博文

介绍国外几位生物信息学家(8)~~Ron Shamir

已有 6175 次阅读 2011-5-24 10:19 |个人分类:生物信息|系统分类:科研笔记|关键词:学者| 生物信息学

Ron Shamir, 1953年生于Jerusalem, 是Tel Aviv University计算机科学学校的教授。他在Hebrew University, Jerusalem获得了数学和物理学学士学位，在University of California at Berkelay的运筹学专业获博士学位。他是把复杂巧妙的图论技巧应用于生物信息学的先驱。Shamir的研究兴趣总是围绕着设计和算法分析，他的博士论文研究是线性规划算法，而后他发展了具有强烈趣味的图论算法，经过了曲折的历程，最终把他引向了计算生物学。回到1990年，Shamir与Martin Golumbic合作研究了时序推理(temporal reasoning)相关的问题。在这些问题中，对于一个事件的集合，每一个都与时间轴的区间联系。在两个事件之间，具有一系列的限制关系，比如这些区间是否重叠。需要确定的是在时间轴上是否存在一个区间的事件集合来满足所有的限制。这是当Seymaour Benzer碰到试图确立基因线性的问题时的一般化抽象，可是在那个时候，Shamir还不知道Benzer的工作。他说：

“我在1990年的一次会议上发表了时序推理的工作，而后Gene Lawler告诉我这个模型和DNA绘制问题符合的相当好。我那时对DNA什么都不知道，就开始阅读学习，我还给Eric Lander描述了有绘制数据的时序推理的结果。一些星期之后，Rutgers University组织了一个在计算生物学的开放日。Mike Waterman和Eric Lander来做了非常精彩的基因组计划和计算方面挑战的报告。Eric甚至提到我们的结果是计算机科学对这一领域做贡献的一个重要的例子。我认为他非常夸大了这一点，而这两个报告驱使我开始阅读生物学的教课书和文章。在第一年，我得到了我妻子Michal非常大的帮助，她恰好是一位生物学家，耐心地解答了我许多不起眼的问题。”

这个偶然的会议，Gene Lawer和Eric Lander把Shamir变成了生物信息学家。从1991年他在计算生物学的算法上投入了越来越多的时间。他仍然对图算法问题感兴趣，经常应用图理论技巧解决生物学问题。近些年，他趋向于把离散数学技巧和概率论结合起来，Ron说

“我仍然关注问题的复杂性和算法，也关心和热爱对一个问题NP完全性的证明。而生物学的训练使我当理论计算机科学方法论只能带你走那么远时，而数据却需要的更多的时候，‘容忍’启发式的方法。”

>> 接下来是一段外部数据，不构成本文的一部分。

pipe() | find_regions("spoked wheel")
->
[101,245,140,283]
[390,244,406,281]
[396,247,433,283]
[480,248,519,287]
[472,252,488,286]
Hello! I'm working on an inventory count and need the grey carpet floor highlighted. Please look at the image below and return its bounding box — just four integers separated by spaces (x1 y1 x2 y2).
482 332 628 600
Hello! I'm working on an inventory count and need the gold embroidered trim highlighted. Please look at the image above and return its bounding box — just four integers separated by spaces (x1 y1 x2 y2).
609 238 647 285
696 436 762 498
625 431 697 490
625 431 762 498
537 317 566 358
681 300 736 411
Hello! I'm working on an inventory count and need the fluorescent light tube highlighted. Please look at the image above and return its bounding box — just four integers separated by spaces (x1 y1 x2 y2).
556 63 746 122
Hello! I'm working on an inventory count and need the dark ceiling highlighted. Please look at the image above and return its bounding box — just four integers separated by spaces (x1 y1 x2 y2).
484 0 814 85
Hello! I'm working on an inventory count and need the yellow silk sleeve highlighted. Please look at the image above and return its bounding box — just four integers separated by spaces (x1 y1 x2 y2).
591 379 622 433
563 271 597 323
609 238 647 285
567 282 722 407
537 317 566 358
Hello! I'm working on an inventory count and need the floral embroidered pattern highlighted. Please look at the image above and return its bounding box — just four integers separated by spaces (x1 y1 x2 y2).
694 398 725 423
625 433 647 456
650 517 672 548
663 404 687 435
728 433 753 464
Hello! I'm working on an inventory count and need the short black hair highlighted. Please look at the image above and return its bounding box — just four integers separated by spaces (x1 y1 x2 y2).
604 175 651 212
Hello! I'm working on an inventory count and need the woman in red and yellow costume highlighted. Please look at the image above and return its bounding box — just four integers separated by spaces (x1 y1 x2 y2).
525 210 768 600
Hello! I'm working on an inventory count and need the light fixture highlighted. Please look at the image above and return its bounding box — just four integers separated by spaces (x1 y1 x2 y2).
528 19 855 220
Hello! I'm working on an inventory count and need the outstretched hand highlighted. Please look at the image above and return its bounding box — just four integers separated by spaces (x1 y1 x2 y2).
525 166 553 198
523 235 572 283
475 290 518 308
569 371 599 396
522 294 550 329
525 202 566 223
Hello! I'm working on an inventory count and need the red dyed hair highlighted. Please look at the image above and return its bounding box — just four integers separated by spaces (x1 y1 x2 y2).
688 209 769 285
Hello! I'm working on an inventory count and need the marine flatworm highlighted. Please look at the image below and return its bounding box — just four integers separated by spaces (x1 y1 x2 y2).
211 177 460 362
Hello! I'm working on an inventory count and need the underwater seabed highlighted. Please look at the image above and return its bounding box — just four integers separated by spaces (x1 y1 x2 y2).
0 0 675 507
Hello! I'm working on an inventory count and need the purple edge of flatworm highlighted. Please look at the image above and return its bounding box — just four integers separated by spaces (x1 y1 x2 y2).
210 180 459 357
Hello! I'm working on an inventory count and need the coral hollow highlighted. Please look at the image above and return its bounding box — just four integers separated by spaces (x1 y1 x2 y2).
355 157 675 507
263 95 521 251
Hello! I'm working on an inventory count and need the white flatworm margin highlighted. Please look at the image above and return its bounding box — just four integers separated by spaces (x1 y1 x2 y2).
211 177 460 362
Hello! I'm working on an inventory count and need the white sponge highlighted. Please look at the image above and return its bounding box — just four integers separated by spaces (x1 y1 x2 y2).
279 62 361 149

Shamir早期在生物信息学中提倡严密的聚类算法。虽然聚类算法理论在六十年代已经发展起来了，他对聚类的兴趣是在九十中期作为和在柏林的Max Plank Institute的Hans Lehrach的合作的一部分开始的。Lehrach是研究寡核苷酸指纹图谱技术之父，这个技术提早了DNA芯片技术。Lehrach在柏林有一个“工厂”，它能够排列成千的未知cDNA克隆，而后与k-mer(长度为k的DNA序列）探针进行杂交（一般是8-mers或9-mers）这些重复成打的探针，给出每一个cDNA克隆一个指纹图谱。为寻找哪些克隆对应相同的基因，就必须根据指纹图谱，对他们进行聚类，数据中的噪声水平使得精确聚类是个非常大的挑战。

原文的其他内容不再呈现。